Syndrome Summary – Introduction

Presented during the Summary Lectures I and II of the CMIR Postgraduate Diploma Course in Chinese Medicine and Acupuncture for Doctors and Healthcare Professionals, in collaboration with the Beijing University of Chinese Medicine.

Syndrome differentiation is an important characteristic of Chinese Medicine and is the process which must be understood and perfected through clinical practice by the Chinese physician. The collection of various clinical information gathered through different diagnostic methods must be systematically analysed by the Chinese physician in order to arrive at a primary syndrome and secondary syndrome. The Chinese physicians called this methodology ‘the black box’.

You can treat the same disease with different syndromes using different treatment principles. But patients with different diseases might all have the same syndrome and would therefore require the same treatment principle. A syndrome can change at different stages of a patient’s illness.

In order to conclude our advance course, in this summary of syndrome studies we are now focusing on the most important part of this methodology, i.e. visceral syndrome differentiation, which we will study in pairs: Liver and Gallbladder; Heart and Small Intestine; Spleen and Stomach; Lung and Large Intestine; Kidney and Urinary Bladder. There are other aspects of syndrome differentiation such as the Eight Principles, Qi Blood and Body Fluid, meridian and also the syndrome differentiation of exogenous disease. All these are interactively involved with the visceral syndrome differentiation which is the main body of Chinese Internal Medicine.

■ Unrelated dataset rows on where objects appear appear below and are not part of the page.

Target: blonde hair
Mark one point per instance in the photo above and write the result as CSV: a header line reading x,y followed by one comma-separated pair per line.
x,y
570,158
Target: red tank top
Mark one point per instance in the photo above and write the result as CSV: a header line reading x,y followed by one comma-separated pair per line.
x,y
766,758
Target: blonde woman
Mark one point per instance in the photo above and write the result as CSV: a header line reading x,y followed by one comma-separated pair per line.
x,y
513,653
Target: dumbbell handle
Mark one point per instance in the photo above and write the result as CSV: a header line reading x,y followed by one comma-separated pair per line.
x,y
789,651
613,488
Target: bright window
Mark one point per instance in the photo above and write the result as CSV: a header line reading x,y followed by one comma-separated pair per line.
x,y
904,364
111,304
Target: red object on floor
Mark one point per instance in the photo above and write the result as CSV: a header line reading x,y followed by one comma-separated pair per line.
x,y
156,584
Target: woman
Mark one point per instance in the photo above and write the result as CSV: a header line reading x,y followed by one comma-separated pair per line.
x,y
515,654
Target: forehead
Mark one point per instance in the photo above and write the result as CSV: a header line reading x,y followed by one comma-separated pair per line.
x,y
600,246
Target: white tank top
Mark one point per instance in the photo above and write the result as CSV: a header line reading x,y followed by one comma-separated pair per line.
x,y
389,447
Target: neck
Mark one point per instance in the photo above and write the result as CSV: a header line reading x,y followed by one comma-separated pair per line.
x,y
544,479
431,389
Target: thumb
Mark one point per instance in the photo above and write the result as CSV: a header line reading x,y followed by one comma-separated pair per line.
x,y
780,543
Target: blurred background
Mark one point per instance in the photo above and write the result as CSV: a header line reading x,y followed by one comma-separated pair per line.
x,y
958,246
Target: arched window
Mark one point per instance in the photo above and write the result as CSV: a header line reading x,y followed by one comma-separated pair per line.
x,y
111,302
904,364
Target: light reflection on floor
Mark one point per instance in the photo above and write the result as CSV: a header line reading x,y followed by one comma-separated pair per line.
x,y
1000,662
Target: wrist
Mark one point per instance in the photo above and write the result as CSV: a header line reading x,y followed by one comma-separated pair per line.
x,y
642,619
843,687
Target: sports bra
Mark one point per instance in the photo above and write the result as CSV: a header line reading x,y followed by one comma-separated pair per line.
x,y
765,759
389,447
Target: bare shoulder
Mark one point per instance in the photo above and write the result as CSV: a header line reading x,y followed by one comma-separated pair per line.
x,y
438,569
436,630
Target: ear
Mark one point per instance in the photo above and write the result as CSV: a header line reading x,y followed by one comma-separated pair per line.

In order to make the whole subject coherent we have compiled a series of summary charts (see appendix) to include TCM formulae as well as acupuncture points selection for each syndrome.

This individualised, holistic form of medical diagnosis has been systematically evolved through many thousands of years of clinical practice. In contrast to Western evidence based medicine, it can comprehend the complex nature of a patient’s individual health problems, rather than generally categorise their disease. The treatment that follows can be more individualised, compared to the more generalised Western medicine. Syndrome differentiation is therefore essential to any thinking physician of the integrative system of medicine.